Qmail is a Mystory - an
experimental, and rather esoteric genre of digital rhetoric invented
by the postmodernist academic Greg
Ulmer. The concept of a mystory is intentionally vague, but
generally the mystory seeks to combine “problem-solving in
general,
and inventive thinking in particular, with all the discourses one
knows” in order to “record the obtuse meanings of
information in
each of the institutions of the maker’s experience.”
These institutions are what Ulmer calls
“popcycles” and he has identified four such cycles:
Family
Community
Career
Entertainment
In the mystories that I have read,
these guidelines have resulted in a weird mixture of theory, personal
remembrance and puns. As if an academic was jamming or improvising on
her keyboard in the same way that a jazz musician would on his
trumpet.
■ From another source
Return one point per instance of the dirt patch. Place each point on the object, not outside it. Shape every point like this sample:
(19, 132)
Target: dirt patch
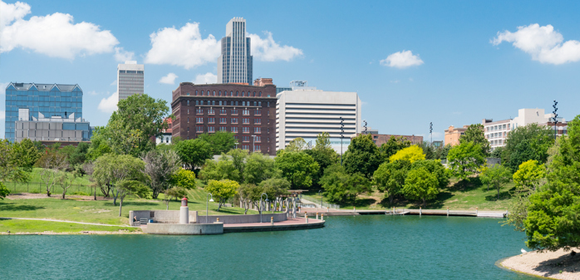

Ulmer argues that the mystory works to encourage invention
rather than interpretation - and that this is best done
through
some of these means:
allegory remakes
aesthetic reasoning aphoristic writing remixes
dreamwork mood assemblages
associative logic atmosphere collages
intuition identification altars
arguing by conduction
Qmail was created (rather than merely
written) as an assignment for a course on Digital Rhetorics that I
took in the autumn of 2005. It is a remix, rehash or remake of my
life as Don Quijote in the form of a webmail interface. The emails
are composed of different thoughts, inventions and ideas as well real
elements from proper emails from family and friends. It could have
been bigger. But as it is, it is more of a stylistic experiment,
testing the rhetorical and temporal elements inherent to the email
form of expression.
I use all four of Ulmer's suggested pop cycles, though it is worth
noting that "career" has been transformed into "ambitions" or "dreams"
- as my career doesn't seem to have started yet.